Minnesota Law

Fall 2022
Issues/Contents
For the Record

Decades Later, Class of ’76 Honors its Commencement Speaker: Ruth Bader Ginsburg

Ruth Bader Ginsburg in 1976, the year she was Minnesota Law's coomencment speaker, and then later in life, when she was on the U.S. Supreme Court.

In June 1976, a law professor from Columbia University took the stage at Northrop Auditorium to deliver a commencement address that would stick in the minds of that year’s Minnesota Law graduates. The speaker was Ruth Bader Ginsburg, who would go on to champion litigation on behalf of women’s rights and serve for nearly three decades as a justice on the US Supreme Court. 

“It was remarkable that we had this incredibly accomplished woman speaking at our graduation and none of us knew at the time what she would become,” says Cynthia Rosenblatt ’76, founder of the law firm Ross Rosenblatt. 

Cynthia Rosenblatt ’76

Fast forward to last year, and that same graduating class was planning their 45th reunion. A committee of alumni rallied around the idea of launching a scholarship. Norm Bjornnes ’76, who served as part of the reunion committee, says they thought back to that commencement address and decided to name the scholarship after the late Justice Ginsburg to acknowledge her many accomplishments. There was another Ruth Bader Ginsburg in 1976 reason that it was such a good fit, too: the Class of 1976 had been at the vanguard of a sea change in women’s attendance in law schools. 
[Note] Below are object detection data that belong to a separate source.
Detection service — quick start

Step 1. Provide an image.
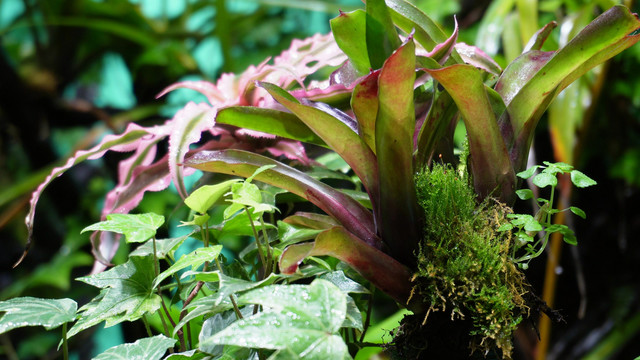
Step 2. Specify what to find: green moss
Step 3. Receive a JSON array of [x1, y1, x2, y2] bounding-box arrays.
[[413, 165, 528, 358]]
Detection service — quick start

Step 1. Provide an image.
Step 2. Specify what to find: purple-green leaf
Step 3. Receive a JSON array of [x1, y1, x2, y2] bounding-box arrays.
[[14, 124, 170, 267], [351, 70, 380, 153], [374, 38, 420, 264], [331, 10, 371, 76], [169, 102, 216, 199], [216, 106, 326, 146], [366, 0, 401, 69], [505, 5, 640, 169], [259, 82, 378, 203], [185, 150, 382, 248], [386, 0, 462, 63], [427, 65, 515, 203], [280, 226, 412, 305]]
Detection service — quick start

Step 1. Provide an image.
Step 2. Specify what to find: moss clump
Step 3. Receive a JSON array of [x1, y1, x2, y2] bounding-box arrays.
[[412, 165, 528, 359]]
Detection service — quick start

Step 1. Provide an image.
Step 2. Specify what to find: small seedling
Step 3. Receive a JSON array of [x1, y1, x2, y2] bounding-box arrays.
[[498, 161, 596, 270]]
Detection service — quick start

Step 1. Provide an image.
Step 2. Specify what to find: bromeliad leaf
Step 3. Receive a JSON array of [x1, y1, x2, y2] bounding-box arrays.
[[259, 82, 378, 202], [14, 124, 170, 267], [373, 37, 420, 264], [68, 256, 160, 337], [331, 10, 372, 76], [93, 335, 176, 360], [81, 213, 164, 243], [201, 279, 349, 360], [216, 106, 326, 146], [279, 226, 411, 304], [186, 150, 382, 249], [169, 102, 216, 199], [153, 245, 222, 288], [0, 297, 78, 334]]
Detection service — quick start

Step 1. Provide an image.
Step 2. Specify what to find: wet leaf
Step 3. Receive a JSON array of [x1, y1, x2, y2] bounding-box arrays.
[[184, 179, 241, 214], [0, 297, 78, 334], [201, 279, 348, 360], [571, 170, 597, 188], [93, 335, 176, 360], [68, 256, 160, 337], [81, 213, 164, 243], [153, 245, 222, 288]]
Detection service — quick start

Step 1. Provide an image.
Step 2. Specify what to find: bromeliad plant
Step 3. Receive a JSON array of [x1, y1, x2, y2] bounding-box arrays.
[[8, 0, 640, 358]]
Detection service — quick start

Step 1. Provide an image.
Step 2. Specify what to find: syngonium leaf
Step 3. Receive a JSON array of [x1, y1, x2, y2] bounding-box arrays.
[[374, 37, 420, 264], [153, 245, 222, 288], [81, 213, 164, 243], [279, 226, 412, 304], [68, 256, 160, 337], [185, 150, 382, 248], [201, 279, 350, 360], [14, 124, 170, 267], [505, 5, 640, 170], [93, 335, 176, 360], [184, 179, 241, 214], [129, 234, 191, 259], [0, 297, 78, 334]]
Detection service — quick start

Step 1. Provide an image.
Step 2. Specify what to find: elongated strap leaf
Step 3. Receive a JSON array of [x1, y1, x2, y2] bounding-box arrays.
[[375, 38, 420, 264], [279, 226, 411, 305], [351, 70, 380, 153], [415, 91, 458, 169], [14, 124, 170, 267], [505, 5, 640, 171], [366, 0, 402, 69], [386, 0, 462, 64], [427, 65, 515, 203], [216, 106, 326, 146], [185, 150, 382, 248], [331, 10, 371, 76], [259, 82, 378, 203]]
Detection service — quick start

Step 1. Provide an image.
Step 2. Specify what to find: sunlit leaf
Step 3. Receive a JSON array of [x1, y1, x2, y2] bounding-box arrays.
[[129, 234, 191, 259], [68, 256, 160, 337], [279, 226, 411, 304], [93, 335, 176, 360], [82, 213, 164, 243], [331, 10, 371, 76], [201, 280, 348, 359], [184, 179, 241, 214], [374, 38, 420, 264], [571, 170, 597, 188], [0, 297, 78, 334], [569, 206, 587, 219], [216, 106, 326, 146], [186, 150, 381, 248], [153, 245, 222, 288]]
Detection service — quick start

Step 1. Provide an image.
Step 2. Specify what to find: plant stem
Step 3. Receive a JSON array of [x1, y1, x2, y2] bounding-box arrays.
[[244, 206, 267, 280], [62, 323, 69, 360], [359, 284, 376, 342], [142, 314, 153, 337]]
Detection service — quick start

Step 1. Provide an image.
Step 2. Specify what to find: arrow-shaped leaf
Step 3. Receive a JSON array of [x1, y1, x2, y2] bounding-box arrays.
[[0, 297, 78, 334]]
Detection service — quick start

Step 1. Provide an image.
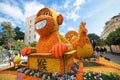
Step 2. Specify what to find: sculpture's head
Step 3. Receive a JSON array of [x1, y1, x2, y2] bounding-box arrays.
[[35, 8, 63, 36]]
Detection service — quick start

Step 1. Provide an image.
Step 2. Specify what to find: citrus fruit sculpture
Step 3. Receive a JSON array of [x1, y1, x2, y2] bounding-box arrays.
[[0, 8, 120, 80]]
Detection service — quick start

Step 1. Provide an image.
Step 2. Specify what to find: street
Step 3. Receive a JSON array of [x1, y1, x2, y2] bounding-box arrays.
[[102, 52, 120, 64]]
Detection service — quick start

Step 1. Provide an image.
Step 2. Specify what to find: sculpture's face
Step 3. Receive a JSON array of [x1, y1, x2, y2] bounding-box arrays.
[[35, 8, 62, 36], [35, 8, 55, 35]]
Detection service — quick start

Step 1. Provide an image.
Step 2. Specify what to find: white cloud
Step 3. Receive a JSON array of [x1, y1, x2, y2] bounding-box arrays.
[[66, 0, 85, 22], [0, 17, 16, 26], [68, 27, 75, 31], [0, 3, 24, 21], [24, 1, 44, 17], [73, 0, 85, 6], [64, 0, 71, 8]]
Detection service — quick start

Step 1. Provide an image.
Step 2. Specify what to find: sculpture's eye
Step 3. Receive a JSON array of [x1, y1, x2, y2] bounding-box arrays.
[[44, 12, 49, 15]]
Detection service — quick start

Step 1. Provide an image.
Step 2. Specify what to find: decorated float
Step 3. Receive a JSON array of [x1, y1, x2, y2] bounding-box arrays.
[[0, 8, 120, 80]]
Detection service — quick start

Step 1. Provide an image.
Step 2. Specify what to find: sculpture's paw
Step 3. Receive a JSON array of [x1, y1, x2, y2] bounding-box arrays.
[[20, 47, 32, 56], [72, 41, 79, 49], [49, 43, 67, 58]]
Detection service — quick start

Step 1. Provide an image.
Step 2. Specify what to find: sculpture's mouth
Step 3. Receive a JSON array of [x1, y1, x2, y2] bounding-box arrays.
[[35, 19, 47, 29]]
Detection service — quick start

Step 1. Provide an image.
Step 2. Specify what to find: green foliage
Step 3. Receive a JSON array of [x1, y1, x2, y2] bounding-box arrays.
[[11, 41, 29, 50], [1, 22, 16, 44], [83, 62, 102, 67], [106, 27, 120, 45], [88, 33, 101, 46], [83, 72, 120, 80], [30, 41, 37, 47], [14, 27, 24, 40]]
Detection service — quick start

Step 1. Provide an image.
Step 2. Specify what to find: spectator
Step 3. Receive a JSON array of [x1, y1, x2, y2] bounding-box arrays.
[[100, 47, 104, 54], [104, 47, 107, 53]]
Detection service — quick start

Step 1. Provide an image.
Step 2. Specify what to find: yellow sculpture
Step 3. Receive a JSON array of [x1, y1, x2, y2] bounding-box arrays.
[[13, 56, 21, 68], [66, 22, 93, 58]]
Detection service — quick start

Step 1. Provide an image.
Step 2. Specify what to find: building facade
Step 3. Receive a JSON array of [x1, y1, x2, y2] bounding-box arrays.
[[101, 13, 120, 53], [101, 13, 120, 40], [24, 15, 39, 44]]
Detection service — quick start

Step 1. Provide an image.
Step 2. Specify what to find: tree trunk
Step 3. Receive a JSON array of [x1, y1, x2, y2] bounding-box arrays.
[[110, 45, 113, 53]]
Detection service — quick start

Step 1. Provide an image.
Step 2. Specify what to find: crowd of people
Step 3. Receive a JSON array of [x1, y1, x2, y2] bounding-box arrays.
[[95, 46, 107, 54]]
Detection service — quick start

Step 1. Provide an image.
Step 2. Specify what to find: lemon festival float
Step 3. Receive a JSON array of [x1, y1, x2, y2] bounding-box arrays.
[[0, 8, 120, 80]]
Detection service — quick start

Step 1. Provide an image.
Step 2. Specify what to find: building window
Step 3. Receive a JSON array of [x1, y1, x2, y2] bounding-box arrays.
[[29, 31, 31, 34], [34, 34, 36, 39], [30, 20, 32, 23], [29, 36, 31, 40], [30, 25, 31, 28]]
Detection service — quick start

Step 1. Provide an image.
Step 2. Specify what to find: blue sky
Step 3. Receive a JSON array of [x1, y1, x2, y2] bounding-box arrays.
[[0, 0, 120, 36]]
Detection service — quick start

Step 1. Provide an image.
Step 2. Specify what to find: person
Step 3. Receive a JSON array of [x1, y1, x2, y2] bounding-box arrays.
[[95, 47, 99, 54], [100, 47, 104, 54], [104, 47, 107, 53]]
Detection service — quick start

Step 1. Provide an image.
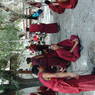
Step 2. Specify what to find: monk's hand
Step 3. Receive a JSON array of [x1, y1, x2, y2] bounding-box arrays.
[[73, 39, 79, 44], [69, 73, 79, 79], [50, 45, 60, 50]]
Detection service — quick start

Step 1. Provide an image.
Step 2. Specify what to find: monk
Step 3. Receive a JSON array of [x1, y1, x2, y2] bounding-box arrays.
[[30, 86, 56, 95], [26, 35, 80, 62], [26, 44, 49, 53], [32, 65, 95, 94], [26, 23, 59, 33], [45, 0, 78, 14], [26, 9, 43, 20]]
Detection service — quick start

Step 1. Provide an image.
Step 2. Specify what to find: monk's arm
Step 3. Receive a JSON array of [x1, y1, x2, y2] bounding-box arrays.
[[70, 40, 79, 52]]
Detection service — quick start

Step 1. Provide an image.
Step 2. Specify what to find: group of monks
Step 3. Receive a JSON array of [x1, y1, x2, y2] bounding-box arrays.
[[23, 0, 95, 95]]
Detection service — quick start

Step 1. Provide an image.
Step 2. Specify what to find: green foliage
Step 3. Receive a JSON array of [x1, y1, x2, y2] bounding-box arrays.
[[0, 11, 19, 65]]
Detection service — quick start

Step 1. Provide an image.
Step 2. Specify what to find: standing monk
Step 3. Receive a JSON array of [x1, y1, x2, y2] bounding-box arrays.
[[45, 0, 78, 14], [32, 65, 95, 94], [26, 23, 59, 33]]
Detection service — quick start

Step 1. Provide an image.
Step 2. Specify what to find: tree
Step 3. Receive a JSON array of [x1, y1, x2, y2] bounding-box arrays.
[[0, 3, 27, 22]]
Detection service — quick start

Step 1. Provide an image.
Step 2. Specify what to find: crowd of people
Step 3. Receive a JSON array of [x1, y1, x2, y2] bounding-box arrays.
[[21, 0, 95, 95]]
“The proportion of women in our class was a much higher percentage than previous classes,” says Bjornnes, noting that the committee resolved to make the scholarship open to all applicants but to give precedent to women students. “Between Justice Ginsberg being a pioneer, a thought leader, and a beacon for women, and our class having a spike in women,it seemed fitting that the scholarship should favor women applicants.” 

Norm Bjornnes ’76

Bjornnes, whose career has focused on real estate law, tax law, and estate planning, is currently of counsel at Mulligan Bjornnes, a firm he founded with a fellow classmate. He recalls his own time in law school fondly. 

“My legal education probably made my life as fulfilling as any choice I could have made,” he says. “I made lifelong friends, and it provided an opportunity for me to achieve pretty much of all the dreams I had for myself.” 

Hoping to open up this same experience for today’s law students, he and Rosenblatt were among those who made early gifts to the new Class of 1976 Justice Ruth Bader Ginsburg Scholarship in Law. Their initiative soon inspired others to band together and contribute their own support. The effort was a success. 

Meghan Zula, 1L

This summer, the first recipient of the scholarship was named: Meghan Zula, 1L. Since high school, Zula had known she wanted to study law. The constitutional law classes she took as an undergraduate at Michigan State University only reinforced her interest. Now, she is deciding between a concentration
in either business law or intellectual property and technology law. 

Considering the cost of pursuing a degree in law—and the debt that would come with it—Zula says the scholarship will make a huge impact in her life. 

“It is an incredible honor to have been considered for, and then granted, this scholarship by the Class of 1976, especially with such a large, impactful name attached,” she says. “Ruth Bader Ginsburg is a lot of people’s role model. She’s someone to aspire to be like and to have as much of an impact as for the better of this country.”

Jean Hanson ’76, who also helped launch the new scholarship, knows what a difference financial support can make. The recipient of another scholarship to which Hanson contributes recently shared that the assistance was the only way she was able to attend law school and pursue her dreams. 

“I give from a grateful heart, thankful for what I have received, and I want to make the opportunity that was afforded to me available to others,” says Hanson, a retired partner with Fried, Frank, Harris, Shriver & Jacobson in New York City and a former general counsel at the US Department of the Treasury. “I asked only that she pay it forward and, if she is able, give a gift to a future student who will follow in her footsteps and, one day, be able to write her a heartfelt letter like the one she had written to me.” 

The idea of paying generosity forward resonates with Rosenblatt. It’s one reason she sees the Ruth Bader Ginsburg Scholarship as such an important opportunity for her graduating class. 

“The Class of ’76 is at a point in their lives when they can afford to be generous; we should all be giving back by now,” she says. “To know that there’s somebody out there who’s benefiting from this scholarship is just terrific.”